If you explicitly need probability density values (not recommended for large or high-dimensional problems), set return_log=False.

>>> import numpy as np
>>> from derivkit.likelihood_kit import LikelihoodKit
>>> data = np.array([[0.2], [-0.1], [0.05]])
>>> mu = np.array([0.0, 0.0, 0.0])
>>> cov = np.array([0.1**2, 0.1**2, 0.1**2])
>>> lkit = LikelihoodKit(data=data, model_parameters=mu)
>>> grid, pdf = lkit.gaussian(cov=cov, return_log=False)
>>> print(bool(np.isfinite(pdf) and (pdf >= 0.0)))
True

Covariance input forms#

The covariance can be provided in several equivalent forms.

>>> import numpy as np
>>> from derivkit.likelihood_kit import LikelihoodKit
>>> # Observed data samples and model prediction
>>> data = np.array([[0.1], [-0.2]])
>>> mu = np.array([0.0, 0.0])
>>> # Initialize LikelihoodKit
>>> lkit = LikelihoodKit(data=data, model_parameters=mu)
>>> _, loglike1 = lkit.gaussian(cov=0.05**2)
>>> # Diagonal variances (1D array)
>>> _, loglike2 = lkit.gaussian(cov=np.array([0.05**2, 0.05**2]))
>>> # Full covariance matrix (2D)
>>> cov2d = np.array([
...     [0.0025, 0.0],
...     [0.0,    0.0025],
... ])
>>> _, loglike3 = lkit.gaussian(cov=cov2d)
>>> print(np.allclose(loglike1, loglike2) and np.allclose(loglike2, loglike3))
True

Returned objects#

The Gaussian likelihood returns a tuple (coordinate_grids, values).

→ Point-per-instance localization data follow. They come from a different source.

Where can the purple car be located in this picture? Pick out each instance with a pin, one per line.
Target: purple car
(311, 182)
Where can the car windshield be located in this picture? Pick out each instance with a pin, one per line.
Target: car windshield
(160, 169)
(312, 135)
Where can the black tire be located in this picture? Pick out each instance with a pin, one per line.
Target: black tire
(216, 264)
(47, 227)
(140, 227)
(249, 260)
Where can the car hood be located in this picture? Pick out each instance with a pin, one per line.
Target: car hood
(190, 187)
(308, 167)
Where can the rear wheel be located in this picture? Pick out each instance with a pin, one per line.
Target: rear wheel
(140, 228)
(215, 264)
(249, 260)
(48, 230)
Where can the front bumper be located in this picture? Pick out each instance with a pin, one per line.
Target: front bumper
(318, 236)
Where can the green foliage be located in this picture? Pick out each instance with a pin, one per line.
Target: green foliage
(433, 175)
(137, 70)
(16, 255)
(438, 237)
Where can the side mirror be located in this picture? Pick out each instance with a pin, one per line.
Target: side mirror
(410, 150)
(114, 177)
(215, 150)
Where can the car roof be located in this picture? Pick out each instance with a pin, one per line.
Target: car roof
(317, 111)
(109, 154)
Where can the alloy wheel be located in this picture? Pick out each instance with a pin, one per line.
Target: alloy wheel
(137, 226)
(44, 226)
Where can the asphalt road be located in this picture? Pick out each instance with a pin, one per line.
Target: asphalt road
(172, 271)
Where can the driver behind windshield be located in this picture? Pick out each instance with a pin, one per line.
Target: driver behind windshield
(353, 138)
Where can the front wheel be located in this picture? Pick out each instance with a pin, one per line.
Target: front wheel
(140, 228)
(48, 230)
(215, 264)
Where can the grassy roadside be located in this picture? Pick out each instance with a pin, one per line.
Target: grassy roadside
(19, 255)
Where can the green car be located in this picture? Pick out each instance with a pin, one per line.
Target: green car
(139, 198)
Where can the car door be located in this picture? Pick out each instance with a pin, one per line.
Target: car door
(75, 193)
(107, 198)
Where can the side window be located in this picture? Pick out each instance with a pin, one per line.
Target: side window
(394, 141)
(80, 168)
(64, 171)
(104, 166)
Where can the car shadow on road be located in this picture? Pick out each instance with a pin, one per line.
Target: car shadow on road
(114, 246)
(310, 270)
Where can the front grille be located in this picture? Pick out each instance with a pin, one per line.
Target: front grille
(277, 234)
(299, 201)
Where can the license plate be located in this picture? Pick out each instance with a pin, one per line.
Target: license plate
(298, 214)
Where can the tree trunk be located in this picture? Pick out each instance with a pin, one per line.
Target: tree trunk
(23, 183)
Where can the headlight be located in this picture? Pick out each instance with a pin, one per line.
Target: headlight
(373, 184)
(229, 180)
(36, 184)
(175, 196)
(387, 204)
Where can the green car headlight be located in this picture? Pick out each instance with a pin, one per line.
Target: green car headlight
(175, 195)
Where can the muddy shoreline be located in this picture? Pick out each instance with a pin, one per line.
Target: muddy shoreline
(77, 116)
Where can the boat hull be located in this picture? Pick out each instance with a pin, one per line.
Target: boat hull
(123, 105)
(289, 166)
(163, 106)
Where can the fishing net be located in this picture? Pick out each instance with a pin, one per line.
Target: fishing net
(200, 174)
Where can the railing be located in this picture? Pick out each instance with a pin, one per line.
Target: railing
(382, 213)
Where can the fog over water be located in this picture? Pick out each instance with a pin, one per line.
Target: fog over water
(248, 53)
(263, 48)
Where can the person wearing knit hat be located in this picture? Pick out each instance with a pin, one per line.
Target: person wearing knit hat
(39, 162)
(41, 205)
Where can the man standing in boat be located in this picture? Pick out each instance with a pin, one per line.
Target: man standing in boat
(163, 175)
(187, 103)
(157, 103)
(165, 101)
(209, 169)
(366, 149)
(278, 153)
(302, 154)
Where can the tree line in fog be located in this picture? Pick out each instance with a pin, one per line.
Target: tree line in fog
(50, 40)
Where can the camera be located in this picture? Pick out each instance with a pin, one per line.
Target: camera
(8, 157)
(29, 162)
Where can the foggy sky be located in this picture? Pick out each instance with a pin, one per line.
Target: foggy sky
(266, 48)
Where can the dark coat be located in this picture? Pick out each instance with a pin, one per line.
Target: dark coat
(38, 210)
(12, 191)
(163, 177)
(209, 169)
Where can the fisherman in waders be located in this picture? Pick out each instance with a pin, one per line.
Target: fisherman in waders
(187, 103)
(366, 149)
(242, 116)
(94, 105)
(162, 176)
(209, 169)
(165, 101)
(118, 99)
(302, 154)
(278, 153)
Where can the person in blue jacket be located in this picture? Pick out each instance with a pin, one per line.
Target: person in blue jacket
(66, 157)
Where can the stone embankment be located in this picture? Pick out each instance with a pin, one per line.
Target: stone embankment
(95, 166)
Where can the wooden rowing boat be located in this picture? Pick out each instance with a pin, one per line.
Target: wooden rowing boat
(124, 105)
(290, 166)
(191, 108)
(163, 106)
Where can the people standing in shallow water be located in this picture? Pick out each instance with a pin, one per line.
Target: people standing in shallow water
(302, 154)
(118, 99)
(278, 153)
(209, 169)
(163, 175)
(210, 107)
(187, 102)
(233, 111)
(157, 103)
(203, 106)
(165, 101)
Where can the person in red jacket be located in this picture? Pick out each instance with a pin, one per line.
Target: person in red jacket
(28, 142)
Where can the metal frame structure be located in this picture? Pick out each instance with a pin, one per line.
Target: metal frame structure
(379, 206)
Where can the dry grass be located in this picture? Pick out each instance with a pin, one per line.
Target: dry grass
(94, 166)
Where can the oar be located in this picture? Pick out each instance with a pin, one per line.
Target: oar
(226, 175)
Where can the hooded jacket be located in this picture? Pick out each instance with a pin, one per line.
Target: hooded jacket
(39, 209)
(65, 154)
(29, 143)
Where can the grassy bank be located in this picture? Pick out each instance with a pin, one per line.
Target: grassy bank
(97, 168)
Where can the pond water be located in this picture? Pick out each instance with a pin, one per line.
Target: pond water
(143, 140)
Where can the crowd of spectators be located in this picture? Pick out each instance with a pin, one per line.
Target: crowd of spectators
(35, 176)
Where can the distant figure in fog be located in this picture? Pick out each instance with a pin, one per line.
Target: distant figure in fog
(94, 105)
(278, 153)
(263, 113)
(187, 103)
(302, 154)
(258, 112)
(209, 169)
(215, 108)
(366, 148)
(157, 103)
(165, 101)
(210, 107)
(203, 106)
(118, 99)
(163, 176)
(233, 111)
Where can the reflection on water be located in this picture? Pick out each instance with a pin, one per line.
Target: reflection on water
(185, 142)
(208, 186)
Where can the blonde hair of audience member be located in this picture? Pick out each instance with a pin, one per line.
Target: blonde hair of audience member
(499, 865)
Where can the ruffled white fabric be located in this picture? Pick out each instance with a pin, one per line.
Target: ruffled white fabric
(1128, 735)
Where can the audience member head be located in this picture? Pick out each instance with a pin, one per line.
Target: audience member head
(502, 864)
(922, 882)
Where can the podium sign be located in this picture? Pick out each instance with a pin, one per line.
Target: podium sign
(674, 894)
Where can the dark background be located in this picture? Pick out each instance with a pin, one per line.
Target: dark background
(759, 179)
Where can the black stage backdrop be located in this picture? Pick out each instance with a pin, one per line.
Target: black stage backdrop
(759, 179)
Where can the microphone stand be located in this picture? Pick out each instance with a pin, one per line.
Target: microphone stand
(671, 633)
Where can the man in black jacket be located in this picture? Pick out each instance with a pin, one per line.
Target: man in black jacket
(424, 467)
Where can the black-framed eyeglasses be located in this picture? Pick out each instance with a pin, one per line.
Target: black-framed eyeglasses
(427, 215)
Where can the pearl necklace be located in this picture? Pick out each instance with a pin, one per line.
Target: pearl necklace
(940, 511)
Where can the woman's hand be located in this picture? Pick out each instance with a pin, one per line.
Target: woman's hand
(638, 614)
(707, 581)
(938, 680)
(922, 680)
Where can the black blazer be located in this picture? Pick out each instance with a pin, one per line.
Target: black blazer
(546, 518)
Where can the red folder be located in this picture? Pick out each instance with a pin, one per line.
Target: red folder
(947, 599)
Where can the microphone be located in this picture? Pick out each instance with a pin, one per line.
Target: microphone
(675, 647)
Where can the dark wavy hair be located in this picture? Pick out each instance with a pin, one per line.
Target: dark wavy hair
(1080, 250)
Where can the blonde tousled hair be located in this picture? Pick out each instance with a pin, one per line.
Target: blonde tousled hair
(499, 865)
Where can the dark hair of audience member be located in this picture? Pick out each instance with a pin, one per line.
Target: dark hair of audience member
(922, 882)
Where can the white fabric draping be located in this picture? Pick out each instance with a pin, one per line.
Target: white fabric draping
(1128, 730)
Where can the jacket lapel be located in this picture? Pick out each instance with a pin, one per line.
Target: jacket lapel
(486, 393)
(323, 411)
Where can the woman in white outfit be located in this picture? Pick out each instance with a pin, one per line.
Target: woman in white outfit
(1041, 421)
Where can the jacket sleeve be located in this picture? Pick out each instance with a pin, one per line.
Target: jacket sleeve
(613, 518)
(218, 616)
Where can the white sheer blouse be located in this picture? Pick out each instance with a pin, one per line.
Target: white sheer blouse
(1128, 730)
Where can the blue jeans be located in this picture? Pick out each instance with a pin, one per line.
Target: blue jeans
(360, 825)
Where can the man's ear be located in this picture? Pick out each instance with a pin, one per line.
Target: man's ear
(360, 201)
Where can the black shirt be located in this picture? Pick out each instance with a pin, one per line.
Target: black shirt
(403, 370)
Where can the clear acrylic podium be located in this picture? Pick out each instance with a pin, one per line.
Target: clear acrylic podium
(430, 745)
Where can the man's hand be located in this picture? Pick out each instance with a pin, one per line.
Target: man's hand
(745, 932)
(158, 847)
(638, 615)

  • coordinate_grids is a tuple of 1D arrays, one per data dimension

  • values is either the PDF or log-PDF evaluated on the grid

>>> import numpy as np
>>> from derivkit.likelihood_kit import LikelihoodKit
>>> data = np.array([[0.1], [-0.1]])
>>> mu = np.array([0.0, 0.0])
>>> cov = np.array([0.05**2, 0.05**2])
>>> lkit = LikelihoodKit(data=data, model_parameters=mu)
>>> grid, loglike = lkit.gaussian(cov=cov)
>>> print(isinstance(grid, tuple))
True
>>> print(bool(np.isfinite(loglike)))
True

Notes#

  • By default, the Gaussian likelihood returns the log-likelihood (return_log=True).

  • model_parameters must provide one mean value per data sample (mu has shape (n,)).

  • cov can be provided as a scalar variance, a 1D array of diagonal variances, or a full 2D covariance matrix.

  • For high-dimensional data, working with the PDF directly can lead to numerical underflow; prefer log-likelihoods.

  • The covariance matrix must be positive definite to ensure a valid likelihood.

  • The Gaussian likelihood assumes samples are conditionally independent given the model parameters.

  • For correlated data, provide the full covariance matrix to capture dependencies.

  • The Gaussian likelihood is appropriate for continuous data; for discrete data, use a Poisson or multinomial likelihood.

  • When combining multiple likelihood terms, sum log-likelihoods rather than multiplying PDFs.